An example of compound profiling is given in Figure 2. The comparison of the activity pattern of the drugs investigated allows to chose the preferred candidate out of a list of other competitors. The broad spectrum of information obtained is the basis for and represents the first step towards a knowledge-based decision in the drug discovery. The risk of taking a compound into development can be calculated and costly failures of loosing a drug on its long way to IND maybe reduced or even completely avoided.
Activity profiles of compounds against more than 100 different targets. The grayscale coding represents their activity obtained in each test, typically expressed as % activation or inhibition depending on the target.
During the recent months we have profiled several hundreds of publicly available drugs and more than 100,000 data points have been collected using this approach. This has been made possible by a proprietary assay technology implemented on Zymark robot systems. In addition to the biological data sets structural fingerprints were established using software packages that represent the spatial orientation and distance of pharmacophoric groups within the molecules. Together with the biological results they are stored in a database. The data acquired accordingly represent a unique basis for data mining with respect to both, the clustering of compounds and biological tests. With the increase of the information content it will be possible to group development candidates according to their structure with compounds of known profile in the database. With the increasing amount of information acquired, certain predictions not only with respect to the compound's activity and physicochemical profile but also with respect to its in-vivo properties may be possible. Based on the knowledge obtained the selection of a drug candidate with an increased probability to pass through development and to reach the IND filing may be achieved.

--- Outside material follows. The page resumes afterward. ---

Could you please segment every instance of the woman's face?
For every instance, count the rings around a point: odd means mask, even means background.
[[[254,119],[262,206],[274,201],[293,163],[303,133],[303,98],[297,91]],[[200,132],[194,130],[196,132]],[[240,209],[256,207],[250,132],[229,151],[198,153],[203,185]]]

Another approach to use the indicative potential of the data collection is the development of focussed libraries for screening against new targets. Analysis of the biological targets and the activity pattern of the drugs obtained in profiling allows the design of a test set of compounds. This may either be based on the selection of chemical entities that show activity to the respective target group, e.g. G protein-coupled receptors, kinases etc., or on lead explosion by the selection of drugs with a comparable profile obtained in profiling. The feedback of the results to molecular modeling enables the scientist to follow a more rational way in drug design that will help to reduce efforts and time normally spend.
CONCLUSION
During the last decade high throughput screening and ultra high throughput screening have significantly contributed to the advances in drug discovery. The increase in research costs associated and the bottlenecks further down the development have increased the demand for alternative approaches. Among those high throughput profiling combines both, the conventional screening strategy combined with data mining technologies that will foster drug discovery in the next millenium.
ACKNOWLEDGEMENTS
The outstanding scientific work of Dragos Horvath, John Cargil and Xianqun Wang to design the database environment and modeling algorithms is greatly acknowledged.